Where change has to occur then opposition will undoubtedly follow, and the reaction to the formation of a new club was mixed. Some pronounced football in Lleida dead at the time UE Lleida passed into the history books, unwilling to accept the new formation. But the more pragmatic supporters quoted a Catalan mantra of ‘renew or die’ in the face of the doubters, and chose a new path for their loyalties rather than letting their passion and memories turn to dust. The pain, sadly not unique in the game, was all too evident amongst the Lleida faithful as their old club slipped away. If anyone didn’t feel pain then they surely felt embarrassment, as the circus starring Benet, Junyent and Pujol passed through town in the glare of the national sporting media.

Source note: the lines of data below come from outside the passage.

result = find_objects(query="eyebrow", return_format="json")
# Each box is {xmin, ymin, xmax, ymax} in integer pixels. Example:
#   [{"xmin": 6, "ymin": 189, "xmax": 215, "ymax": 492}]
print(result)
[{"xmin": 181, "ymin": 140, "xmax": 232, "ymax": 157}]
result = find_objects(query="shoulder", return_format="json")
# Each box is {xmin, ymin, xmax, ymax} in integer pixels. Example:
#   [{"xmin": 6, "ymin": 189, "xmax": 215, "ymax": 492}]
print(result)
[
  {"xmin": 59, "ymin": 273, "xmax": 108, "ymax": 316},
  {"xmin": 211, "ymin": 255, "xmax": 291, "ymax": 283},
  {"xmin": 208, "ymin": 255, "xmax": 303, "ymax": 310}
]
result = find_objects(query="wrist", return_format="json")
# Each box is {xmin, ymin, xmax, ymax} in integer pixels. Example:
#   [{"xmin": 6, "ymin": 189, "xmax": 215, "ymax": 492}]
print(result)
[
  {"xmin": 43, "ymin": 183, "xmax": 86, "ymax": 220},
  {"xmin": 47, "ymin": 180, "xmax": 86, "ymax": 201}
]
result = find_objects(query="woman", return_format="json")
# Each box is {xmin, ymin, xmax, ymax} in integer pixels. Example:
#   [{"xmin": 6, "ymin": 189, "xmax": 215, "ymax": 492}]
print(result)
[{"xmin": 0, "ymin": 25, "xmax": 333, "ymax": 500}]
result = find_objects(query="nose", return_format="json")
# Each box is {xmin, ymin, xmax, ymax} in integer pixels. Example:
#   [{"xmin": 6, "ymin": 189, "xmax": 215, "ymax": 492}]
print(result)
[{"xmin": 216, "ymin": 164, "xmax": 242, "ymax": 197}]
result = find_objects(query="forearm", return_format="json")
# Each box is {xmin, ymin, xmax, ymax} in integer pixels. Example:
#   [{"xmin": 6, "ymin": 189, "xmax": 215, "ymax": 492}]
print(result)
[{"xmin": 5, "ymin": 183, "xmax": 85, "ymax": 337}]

The new club is reaching out to the region of Lleida. It breached the 2000 members barrier (including Angel Ros, who signed up in front of the cameras, naturally) as early as the second month of the season and immediately set a new, eminently achievable target of 2500. In enlisting a renewed local membership, and striking up meaningful partnerships with other nearby sporting organisations, Lleida Club Esportiu appear to be embarking on a more meaningful exchange with the community than its broken ancestor. Results on the field may be mixed, with the first team bobbling around in mid-table position, but if they’re honest that’s what they have largely expected for the last decade if not longer. With no false promises of new stadiums offset by apartment blocks or expensive signings to weigh them down, and a declared interest in developing teams from youth (la base) rather than importing players at a price, the future looks even brighter for football in Lleida than it did when Søren Andersen embarrassed the visiting Madrileños back in 1994.